I came across this picture on Twitter earlier in the week. Then saw it again on Instagram. It hurts to look at it, the poor girls look uncomfortable. They have on such heavy hair that even adults would struggle carrying.
While it's very easy to see what's wrong here, they are not the point of this post. I would like you to focus on you; on that thing that you are doing just to fit in and be seen as trendy. Obviously the carers of these little girls were more concerned about a popular hairstyle and gave little thought to its fitting.
So you think, especially about the non-obvious things that would not draw the attention of outsiders. Like certain hairstyles (natural or weaves), piercings, styles of dressing...basically 'normal' things that were you to decide for yourself, you'd deem as not true to your personality.

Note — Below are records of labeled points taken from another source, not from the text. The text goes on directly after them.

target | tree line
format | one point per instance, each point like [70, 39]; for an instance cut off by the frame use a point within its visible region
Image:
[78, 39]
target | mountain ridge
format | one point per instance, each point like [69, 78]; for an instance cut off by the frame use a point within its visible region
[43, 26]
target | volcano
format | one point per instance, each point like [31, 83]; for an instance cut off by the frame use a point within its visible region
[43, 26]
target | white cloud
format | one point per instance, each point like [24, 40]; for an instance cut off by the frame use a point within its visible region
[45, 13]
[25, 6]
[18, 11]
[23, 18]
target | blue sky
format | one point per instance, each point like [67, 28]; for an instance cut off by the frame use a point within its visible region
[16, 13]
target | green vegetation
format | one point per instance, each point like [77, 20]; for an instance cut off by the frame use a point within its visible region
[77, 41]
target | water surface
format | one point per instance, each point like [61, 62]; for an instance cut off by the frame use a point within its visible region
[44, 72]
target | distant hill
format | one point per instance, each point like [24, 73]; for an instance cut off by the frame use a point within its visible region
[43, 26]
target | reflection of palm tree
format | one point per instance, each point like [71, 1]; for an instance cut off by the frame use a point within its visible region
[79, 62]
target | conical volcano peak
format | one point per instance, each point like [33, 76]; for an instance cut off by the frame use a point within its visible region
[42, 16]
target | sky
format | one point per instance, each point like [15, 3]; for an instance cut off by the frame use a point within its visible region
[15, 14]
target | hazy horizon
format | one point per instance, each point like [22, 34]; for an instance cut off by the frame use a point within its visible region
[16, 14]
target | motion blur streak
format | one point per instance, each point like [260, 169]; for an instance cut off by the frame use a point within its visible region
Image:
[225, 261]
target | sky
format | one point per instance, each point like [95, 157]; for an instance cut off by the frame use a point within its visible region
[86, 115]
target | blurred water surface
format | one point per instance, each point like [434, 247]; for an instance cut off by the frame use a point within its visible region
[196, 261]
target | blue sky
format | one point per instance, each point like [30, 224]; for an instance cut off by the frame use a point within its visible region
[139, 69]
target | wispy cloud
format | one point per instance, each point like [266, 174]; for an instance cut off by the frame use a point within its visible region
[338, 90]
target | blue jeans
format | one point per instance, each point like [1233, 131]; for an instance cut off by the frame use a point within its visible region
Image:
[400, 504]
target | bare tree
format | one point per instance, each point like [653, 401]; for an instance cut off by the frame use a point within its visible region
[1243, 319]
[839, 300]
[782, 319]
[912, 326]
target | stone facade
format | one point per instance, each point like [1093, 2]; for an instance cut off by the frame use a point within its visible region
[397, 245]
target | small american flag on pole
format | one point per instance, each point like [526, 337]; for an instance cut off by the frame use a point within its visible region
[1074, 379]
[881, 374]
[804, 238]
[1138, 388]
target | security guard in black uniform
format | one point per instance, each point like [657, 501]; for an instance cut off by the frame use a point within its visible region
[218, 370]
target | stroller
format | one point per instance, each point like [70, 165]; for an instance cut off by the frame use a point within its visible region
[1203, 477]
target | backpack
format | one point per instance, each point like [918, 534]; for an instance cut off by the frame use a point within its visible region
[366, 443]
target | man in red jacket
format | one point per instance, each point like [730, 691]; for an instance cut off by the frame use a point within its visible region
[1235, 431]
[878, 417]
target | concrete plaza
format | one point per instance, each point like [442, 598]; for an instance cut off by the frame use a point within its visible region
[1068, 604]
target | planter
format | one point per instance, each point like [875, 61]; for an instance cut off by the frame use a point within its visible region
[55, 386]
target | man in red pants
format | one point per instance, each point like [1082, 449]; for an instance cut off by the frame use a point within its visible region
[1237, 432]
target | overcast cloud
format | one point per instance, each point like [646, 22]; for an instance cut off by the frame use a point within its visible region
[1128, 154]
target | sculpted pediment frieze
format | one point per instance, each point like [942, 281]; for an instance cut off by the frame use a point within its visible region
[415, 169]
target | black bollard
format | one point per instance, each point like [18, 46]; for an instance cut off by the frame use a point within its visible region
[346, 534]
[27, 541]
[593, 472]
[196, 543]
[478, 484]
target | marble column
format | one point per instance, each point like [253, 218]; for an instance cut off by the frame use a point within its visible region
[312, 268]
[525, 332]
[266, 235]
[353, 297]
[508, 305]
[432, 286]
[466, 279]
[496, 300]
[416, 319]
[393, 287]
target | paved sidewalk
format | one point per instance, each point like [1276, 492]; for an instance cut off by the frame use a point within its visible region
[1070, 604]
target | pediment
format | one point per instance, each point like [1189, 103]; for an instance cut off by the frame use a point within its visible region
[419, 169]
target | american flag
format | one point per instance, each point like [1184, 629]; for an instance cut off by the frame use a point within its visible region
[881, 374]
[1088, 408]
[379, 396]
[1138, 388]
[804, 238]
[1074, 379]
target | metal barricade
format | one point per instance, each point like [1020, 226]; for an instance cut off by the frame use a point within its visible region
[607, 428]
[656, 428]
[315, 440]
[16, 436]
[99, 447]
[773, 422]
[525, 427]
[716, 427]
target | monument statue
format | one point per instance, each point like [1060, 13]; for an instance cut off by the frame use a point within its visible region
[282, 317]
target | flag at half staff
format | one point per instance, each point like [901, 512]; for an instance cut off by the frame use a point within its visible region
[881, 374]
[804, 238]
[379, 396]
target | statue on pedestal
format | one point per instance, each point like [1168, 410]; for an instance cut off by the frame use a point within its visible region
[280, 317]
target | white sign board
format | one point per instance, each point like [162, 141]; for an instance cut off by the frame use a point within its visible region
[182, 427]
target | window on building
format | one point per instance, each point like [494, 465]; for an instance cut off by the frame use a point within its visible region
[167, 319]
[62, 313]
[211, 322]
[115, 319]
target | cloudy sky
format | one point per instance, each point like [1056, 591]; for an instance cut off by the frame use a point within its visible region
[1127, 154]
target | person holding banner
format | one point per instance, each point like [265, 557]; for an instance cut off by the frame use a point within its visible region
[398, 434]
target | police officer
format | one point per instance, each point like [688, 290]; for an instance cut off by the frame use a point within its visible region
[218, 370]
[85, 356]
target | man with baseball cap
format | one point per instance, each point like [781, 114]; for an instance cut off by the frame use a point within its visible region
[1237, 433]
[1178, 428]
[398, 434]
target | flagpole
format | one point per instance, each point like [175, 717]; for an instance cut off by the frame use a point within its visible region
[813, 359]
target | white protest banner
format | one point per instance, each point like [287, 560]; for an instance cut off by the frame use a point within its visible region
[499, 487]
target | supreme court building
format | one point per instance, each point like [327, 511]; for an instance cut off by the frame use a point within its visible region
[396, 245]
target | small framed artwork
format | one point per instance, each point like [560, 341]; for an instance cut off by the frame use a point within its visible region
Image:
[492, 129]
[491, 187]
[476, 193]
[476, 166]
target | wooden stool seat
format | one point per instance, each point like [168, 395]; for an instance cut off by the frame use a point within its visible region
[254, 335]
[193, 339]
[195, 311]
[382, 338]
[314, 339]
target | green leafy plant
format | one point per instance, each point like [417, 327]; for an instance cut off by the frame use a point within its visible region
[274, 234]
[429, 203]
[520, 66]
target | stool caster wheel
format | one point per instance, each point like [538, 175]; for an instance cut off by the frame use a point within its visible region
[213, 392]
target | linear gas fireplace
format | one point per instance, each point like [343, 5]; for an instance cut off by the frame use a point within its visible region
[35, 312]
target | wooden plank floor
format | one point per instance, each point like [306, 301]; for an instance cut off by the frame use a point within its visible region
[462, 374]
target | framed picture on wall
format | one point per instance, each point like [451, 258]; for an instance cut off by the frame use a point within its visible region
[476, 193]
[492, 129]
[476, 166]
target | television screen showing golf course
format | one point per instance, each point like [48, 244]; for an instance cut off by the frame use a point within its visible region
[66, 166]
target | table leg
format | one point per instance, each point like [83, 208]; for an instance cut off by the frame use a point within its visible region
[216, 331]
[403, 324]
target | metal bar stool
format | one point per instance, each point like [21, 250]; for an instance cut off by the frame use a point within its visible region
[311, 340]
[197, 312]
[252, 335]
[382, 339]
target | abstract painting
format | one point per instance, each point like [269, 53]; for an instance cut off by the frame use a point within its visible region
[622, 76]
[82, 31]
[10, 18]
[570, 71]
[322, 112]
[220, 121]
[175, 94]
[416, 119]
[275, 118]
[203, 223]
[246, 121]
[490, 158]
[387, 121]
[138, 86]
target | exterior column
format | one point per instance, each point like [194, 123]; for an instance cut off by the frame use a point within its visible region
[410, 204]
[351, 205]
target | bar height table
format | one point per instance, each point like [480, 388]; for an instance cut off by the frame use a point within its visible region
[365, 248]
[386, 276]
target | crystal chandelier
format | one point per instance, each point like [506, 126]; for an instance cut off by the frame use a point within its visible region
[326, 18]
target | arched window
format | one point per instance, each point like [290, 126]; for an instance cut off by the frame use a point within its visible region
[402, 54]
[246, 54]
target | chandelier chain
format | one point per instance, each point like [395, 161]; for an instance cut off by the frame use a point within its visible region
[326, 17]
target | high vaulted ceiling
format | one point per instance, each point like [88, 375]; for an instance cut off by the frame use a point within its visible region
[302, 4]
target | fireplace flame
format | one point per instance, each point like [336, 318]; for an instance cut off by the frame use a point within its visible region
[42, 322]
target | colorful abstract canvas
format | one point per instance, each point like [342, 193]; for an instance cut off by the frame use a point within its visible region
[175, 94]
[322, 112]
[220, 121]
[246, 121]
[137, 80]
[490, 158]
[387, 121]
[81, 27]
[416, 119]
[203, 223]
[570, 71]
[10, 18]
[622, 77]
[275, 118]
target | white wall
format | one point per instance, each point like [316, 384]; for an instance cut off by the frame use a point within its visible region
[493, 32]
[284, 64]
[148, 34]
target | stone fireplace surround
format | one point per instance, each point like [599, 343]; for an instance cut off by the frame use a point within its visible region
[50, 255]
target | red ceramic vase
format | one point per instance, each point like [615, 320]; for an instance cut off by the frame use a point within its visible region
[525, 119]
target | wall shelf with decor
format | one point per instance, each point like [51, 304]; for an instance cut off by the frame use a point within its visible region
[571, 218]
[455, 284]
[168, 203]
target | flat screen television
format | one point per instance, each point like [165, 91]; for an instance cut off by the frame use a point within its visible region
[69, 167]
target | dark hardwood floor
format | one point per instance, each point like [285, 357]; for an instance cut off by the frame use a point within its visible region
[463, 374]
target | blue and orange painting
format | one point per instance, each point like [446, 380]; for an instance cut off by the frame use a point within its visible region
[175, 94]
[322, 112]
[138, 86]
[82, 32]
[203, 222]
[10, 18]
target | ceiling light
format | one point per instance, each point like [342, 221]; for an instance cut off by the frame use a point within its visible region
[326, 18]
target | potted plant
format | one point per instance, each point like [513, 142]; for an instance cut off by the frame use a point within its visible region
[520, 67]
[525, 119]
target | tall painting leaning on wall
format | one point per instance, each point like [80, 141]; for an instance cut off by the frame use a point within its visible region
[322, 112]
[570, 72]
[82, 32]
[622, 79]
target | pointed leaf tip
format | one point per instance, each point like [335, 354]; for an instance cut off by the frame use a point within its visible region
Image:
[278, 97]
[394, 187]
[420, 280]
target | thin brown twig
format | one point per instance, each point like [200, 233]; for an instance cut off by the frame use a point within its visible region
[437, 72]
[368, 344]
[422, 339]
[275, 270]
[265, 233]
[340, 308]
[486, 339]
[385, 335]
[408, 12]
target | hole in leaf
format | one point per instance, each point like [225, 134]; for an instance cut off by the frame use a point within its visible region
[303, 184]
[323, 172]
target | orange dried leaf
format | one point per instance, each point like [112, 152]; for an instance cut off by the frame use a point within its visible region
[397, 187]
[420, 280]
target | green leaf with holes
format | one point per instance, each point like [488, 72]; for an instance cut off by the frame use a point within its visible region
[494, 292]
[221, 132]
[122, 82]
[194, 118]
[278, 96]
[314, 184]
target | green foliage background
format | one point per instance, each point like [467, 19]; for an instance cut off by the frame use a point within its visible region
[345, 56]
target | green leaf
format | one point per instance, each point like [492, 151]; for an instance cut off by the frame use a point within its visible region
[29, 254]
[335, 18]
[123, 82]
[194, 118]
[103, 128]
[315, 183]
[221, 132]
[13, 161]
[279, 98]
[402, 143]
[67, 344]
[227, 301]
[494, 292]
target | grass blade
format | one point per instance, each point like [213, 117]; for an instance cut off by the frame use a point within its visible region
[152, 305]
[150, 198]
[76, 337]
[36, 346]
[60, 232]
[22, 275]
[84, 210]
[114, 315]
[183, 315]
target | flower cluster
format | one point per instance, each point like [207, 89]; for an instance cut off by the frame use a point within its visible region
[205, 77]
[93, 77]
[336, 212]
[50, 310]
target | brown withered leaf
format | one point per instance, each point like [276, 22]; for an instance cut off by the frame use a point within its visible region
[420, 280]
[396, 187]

I have battled with acne for years and struggled with my image. I could not do much about it and sorta gave up and turned to my hair. The thing was I didn't really know how to care for that either. As a kid my natural hair hurt a lot and my mum, fed up of the many tears whenever it was time to do my hair, decided to relax it. Oh the joy!
The thing is relaxed or not, hair not properly taken care of will break. The local hairdressers apparently had no clue about relaxing only new growth. My hair started breaking and thinning. Then my family moved abroad and I learnt to do my hair myself which only made things worse. I got my hair relaxed very often, bought wigs and hardly did protective styles. I ended up hating my hair and my face!
So here I was, a teenager in a new environment, struggling with my image and being so self conscious. At the same time I was not mindful of my struggles, I just drifted on. Fortunately for me, I stumbled on natural hair videos from channels like Naptural85 and SimplYounique on Youtube and my interest was piqued. I transitioned from relaxed hair to natural hair and I have never looked back.
It isn't like dealing with my hair in its natural state is easy but something in me clicked. I felt real.
My struggle with acne has been on and off but seeing a full head of hair (God please touch my edges!), all mine, always does something I cannot fully explain to me. Like in this place, far away from home, I could still be me. Eurrgh *rollseyes* hair shouldn't be that deep I know but for real, once I started paying attention, I realised how important it was to my inner self for me to have something that grows in its natural state.
As a young girl, moving to another country that I struggled to connect to took its toll on me. Everything changed and kept moving and not being able to like myself in the mirror made me even more unsettled. Having my own curls made me feel more me. If anyone had told me, hair was such a big deal, I'd have laughed so hard, but now, it's my truth. It's huge.
Not being mindful of my choices when it came to my appearance and repeatedly wearing straight synthetic wigs as they were quite common hurt more than I realised at the time. So for me, it was my hair. For you, it could be school/degree subject, relationships, place of worship etc. Did you mindfully choose? Can you connect? Or are you only existing to look normal? To just fit in?